Spain's death toll moved towards 19,500 on Friday as the government revised its data collection methodology despite controversy over a system that counts only deaths among those who tested positive.

Spain reports 585 new fatalities after changing counting method
A coronavirus patient lies in bed at the Intensive Unit Care of the Povisa Hospital in Vigo,. Photo: AFP

The country reported 585 new fatalities in the past 24 hours, but it was difficult to compare with previous tolls after the government amended its counting mechanism. 

The total number of deaths in Spain now stands at 19,478, the third-highest in the world after the United States and Italy.

The government issued revised guidelines overnight for reporting deaths in order to standardise the data sent in from the country's 17 autonomous regions.   

The change was an apparent move to eliminate any deaths where the patient had not been tested for covid-19. Officials said they would revise previous fatality counts, and also apply the new rules to death tolls moving forward.

“This could mean that some of the figures may seem a little strange,” said Fernando Simón, the health ministry's emergencies coordinator, pointing to a “discrepancy” in the data supplied by one particular region.
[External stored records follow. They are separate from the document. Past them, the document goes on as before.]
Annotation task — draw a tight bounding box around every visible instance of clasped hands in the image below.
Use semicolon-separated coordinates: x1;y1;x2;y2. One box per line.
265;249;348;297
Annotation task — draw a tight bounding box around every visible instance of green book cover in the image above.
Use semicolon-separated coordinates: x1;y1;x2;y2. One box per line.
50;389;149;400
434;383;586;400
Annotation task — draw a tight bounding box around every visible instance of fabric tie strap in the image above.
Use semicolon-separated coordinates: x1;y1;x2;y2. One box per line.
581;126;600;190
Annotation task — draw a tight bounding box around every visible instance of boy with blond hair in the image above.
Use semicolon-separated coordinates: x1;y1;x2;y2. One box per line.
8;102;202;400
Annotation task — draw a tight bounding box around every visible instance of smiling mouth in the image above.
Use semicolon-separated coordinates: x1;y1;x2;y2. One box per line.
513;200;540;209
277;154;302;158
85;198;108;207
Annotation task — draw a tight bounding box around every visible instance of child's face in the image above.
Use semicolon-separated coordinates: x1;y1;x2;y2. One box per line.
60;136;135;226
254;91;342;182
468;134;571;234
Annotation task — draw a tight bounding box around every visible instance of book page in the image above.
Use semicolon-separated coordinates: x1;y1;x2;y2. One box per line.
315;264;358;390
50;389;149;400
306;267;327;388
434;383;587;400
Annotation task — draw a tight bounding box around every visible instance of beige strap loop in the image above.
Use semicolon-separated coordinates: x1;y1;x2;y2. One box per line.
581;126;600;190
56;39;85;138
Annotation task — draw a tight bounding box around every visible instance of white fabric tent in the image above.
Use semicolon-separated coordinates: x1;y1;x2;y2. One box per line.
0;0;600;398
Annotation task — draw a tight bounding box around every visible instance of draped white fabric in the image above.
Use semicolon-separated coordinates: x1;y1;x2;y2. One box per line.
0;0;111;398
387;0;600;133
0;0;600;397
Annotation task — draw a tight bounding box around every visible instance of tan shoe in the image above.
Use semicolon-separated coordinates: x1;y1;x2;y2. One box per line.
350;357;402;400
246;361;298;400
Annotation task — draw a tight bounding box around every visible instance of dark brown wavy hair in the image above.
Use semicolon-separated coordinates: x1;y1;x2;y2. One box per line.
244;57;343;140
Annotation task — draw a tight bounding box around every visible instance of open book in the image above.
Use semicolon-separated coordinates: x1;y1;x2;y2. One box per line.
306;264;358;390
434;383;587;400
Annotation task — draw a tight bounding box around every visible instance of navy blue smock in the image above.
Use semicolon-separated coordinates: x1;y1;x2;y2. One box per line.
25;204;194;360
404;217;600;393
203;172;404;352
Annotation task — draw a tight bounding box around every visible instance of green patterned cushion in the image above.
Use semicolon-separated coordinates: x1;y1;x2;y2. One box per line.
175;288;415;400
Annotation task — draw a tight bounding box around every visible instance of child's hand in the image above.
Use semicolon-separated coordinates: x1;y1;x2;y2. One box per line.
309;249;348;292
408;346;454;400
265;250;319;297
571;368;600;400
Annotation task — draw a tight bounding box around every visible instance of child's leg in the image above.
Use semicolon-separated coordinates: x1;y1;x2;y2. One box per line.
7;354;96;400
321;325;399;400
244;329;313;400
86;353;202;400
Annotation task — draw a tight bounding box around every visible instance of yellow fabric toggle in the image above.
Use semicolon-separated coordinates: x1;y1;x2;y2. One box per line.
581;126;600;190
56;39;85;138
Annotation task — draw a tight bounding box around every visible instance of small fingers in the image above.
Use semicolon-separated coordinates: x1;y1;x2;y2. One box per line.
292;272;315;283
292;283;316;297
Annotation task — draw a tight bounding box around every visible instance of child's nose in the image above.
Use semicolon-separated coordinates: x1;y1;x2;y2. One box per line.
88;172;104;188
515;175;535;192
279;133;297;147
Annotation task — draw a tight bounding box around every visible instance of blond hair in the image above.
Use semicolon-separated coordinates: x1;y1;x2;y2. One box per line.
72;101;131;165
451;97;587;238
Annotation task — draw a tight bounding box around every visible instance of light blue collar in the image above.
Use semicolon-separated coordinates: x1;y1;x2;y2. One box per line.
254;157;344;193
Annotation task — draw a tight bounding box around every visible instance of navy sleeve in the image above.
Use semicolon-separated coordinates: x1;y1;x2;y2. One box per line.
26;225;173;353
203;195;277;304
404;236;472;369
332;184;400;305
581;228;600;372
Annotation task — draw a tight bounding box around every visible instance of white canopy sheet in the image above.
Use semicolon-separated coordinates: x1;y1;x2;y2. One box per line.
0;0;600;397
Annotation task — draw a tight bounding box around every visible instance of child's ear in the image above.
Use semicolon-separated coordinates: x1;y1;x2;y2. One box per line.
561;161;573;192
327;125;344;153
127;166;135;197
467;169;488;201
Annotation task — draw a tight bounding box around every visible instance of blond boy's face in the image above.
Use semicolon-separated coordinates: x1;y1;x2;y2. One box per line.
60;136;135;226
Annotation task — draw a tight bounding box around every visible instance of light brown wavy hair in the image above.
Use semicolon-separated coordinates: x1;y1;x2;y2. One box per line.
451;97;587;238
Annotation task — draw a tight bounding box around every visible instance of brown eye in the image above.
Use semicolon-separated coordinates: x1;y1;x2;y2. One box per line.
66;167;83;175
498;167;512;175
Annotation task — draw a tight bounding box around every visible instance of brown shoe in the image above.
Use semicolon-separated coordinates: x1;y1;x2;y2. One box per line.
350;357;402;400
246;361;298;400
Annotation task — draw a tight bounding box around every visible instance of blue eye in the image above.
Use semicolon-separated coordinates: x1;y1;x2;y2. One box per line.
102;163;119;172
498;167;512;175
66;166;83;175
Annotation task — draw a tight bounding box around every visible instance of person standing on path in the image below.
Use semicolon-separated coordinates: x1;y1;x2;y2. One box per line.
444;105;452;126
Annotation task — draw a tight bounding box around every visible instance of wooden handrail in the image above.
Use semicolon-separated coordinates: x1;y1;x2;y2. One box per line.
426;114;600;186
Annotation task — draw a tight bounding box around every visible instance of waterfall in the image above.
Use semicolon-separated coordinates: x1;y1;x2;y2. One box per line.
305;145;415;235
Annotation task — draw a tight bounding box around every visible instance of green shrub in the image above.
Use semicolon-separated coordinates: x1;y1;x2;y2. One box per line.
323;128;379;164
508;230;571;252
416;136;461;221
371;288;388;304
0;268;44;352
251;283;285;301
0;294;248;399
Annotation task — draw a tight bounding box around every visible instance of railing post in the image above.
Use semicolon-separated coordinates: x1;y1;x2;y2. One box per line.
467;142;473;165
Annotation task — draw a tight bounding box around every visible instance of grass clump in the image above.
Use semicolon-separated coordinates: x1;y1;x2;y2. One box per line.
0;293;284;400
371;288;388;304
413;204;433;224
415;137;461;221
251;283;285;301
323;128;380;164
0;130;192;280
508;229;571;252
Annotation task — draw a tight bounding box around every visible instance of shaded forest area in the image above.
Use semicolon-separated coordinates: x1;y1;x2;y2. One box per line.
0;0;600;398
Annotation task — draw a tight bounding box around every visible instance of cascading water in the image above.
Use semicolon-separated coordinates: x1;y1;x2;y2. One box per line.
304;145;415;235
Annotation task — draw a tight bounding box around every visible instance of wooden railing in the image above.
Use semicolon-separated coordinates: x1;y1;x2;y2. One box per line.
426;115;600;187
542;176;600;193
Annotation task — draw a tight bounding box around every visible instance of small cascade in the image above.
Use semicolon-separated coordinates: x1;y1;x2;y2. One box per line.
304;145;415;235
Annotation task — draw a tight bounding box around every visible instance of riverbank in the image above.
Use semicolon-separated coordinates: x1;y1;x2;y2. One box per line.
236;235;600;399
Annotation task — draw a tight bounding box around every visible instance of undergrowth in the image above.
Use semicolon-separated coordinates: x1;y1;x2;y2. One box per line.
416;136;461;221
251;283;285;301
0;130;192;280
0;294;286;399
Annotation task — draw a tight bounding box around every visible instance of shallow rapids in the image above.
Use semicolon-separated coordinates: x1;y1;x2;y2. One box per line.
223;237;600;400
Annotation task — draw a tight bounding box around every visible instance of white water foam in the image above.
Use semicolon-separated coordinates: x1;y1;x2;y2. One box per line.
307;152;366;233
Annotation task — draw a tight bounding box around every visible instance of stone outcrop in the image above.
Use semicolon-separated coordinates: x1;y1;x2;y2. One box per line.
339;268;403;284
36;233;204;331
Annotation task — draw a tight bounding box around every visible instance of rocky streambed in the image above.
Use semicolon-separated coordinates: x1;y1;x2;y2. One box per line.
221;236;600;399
There have been growing questions over the death toll in recent days with Madrid and Catalonia, the two worst-hit regions, this week insisting they had thousands more victims than the official count.   

On Wednesday, Catalonia said it would use new criteria by including figures provided by the region's funeral services who count virus victims and those who have died at old people's residences or at home with symptoms compatible with covid-19.

But not all of those victims would have necessarily been tested for the virus.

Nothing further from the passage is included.